During the milking season, she makes and sells the soft cheese, chèvre. For the popular High Mountain Meadows “Cowboy Candy” chèvre, which sells out quickly at the Franklin Farmer’s Market, Gains grows her own sweet and hot peppers, pickles them, and then adds some of the mixture to the goat cheese to give it flavor and a little heat. In winter, she allows her hard cheeses, feta and Gouda, to age. Regularly,           wax-wrapped Gouda cheese wheels must be turned so there is no moisture build-up. 

One gallon of goat’s milk makes one pound of cheese. Last year, Gains made 600 pounds of goat cheese. 

Even though France is considered the world’s goat cheese capital, Gains said there are some quality goat cheese makers in Western North Carolina. “We’re fortunate to have independent farmers who see the value in this.” 

It was at an ASAP conference where she networked with Western North Carolina restaurateurs and learned that Guadalupe, in Sylva, sought a local feta cheese source. Gains supplies the restaurant with one-pound rectangular blocks of cheese. She also supplies cheeses to Crane Creek Vineyard in the North Georgia Mountains. People come to the farm and buy, and she sells at special events. 

Yet, Gains’ goat herd means more to her than just a paycheck. She names them all, and they know their names. Her favorite pastime is to sit on large rock in the field and relax while the goats nestle in her lap and play around her. She is, indeed, their shepherd. “A shepherd knows the herd. I have handled them since birth and they want to be with me. It’s such a picture of Christ as my shepherd; he knows all about me.” 

Gains’ grandson, Noah, 5, often asks, “Hey Grandma, can I go out and be the shepherd for the goats?” 

When she calls the goats into the milking area of the barn, they line up and come through the door in pairs. Each one goes directly into the holding area and waits to be hooked up to the automatic milker. While they stand patiently, Gains brushes them. After the three-minute milking, she washes their teats and sprays them with a disinfectant to protect against any bacterial infections. The goat pair is excused and another waiting pair takes their place.  

In the last few years, Gains has begun to expand her cheese-making operation. Not only does she allow farm tours, catering to both homeschool and public school groups as well as other kid-oriented organizations, but she will teach cheese making skills in two-day sessions to two students at a time. A renovated barn loft space serves as sleeping quarters for overnight guests. Plus, she opened up the farm last year to at least 12 families of seriously ill children involved in The Still Place. 

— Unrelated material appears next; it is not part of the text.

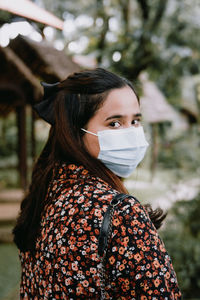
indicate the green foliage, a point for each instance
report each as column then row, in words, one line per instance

“One girl who came here had lost her eyesight,” said Gains. “To see her holding a goat, touching it, smelling it, interacting … It’s so great when kids know and understand about animals, a farm, and where their food comes from.” 

She added, “This place is about more than just making cheese. The farm matters, in so many different ways. I’m so blessed, and this is so much fun. If it wasn’t, I wouldn’t be doing it.”